When there is no data scheduled for transmission and/or reception through the pico-base-station 150 as a standalone cell, the network can configure the pico-base-station 150 to transmit synchronisation signal and broadcast signal on subframe #0 and #5, and CRS on subframe #0, #4, #5, and #9 for the purpose of UE measurement, and this may reduce transmit power by up to 60% in comparison with current LTE systems.

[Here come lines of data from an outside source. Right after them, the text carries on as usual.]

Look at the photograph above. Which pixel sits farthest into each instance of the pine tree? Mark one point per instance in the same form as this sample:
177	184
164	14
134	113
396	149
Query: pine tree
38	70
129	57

A mobile network may decide to reserve a pico-base-station 150 for servicing only advanced UE(s). In this case, the mobile network may configure the pico-base-station 150 to transmit NCT radio frame comprising time multiplexed subframes of new carrier type, as illustrated in the proposed radio frame structure 500 in Fig. 8B.

On subframes #0 and #5, the pico-base-station 150 is configured to transmit synchronisation signals 528 mapping on 72 central sub-carriers of two predetermined OFDM symbols. Based on the synchronisation signals 528 mapping on central 72 sub-carriers of two predetermined OFDM symbols, an advanced UE 160 can detect the pico-cell cell-ID and associated timing. A legacy UE may be able to detect the pico-cell cell-ID and associated timing if the two predetermined OFDM symbols are the same as that for legacy system.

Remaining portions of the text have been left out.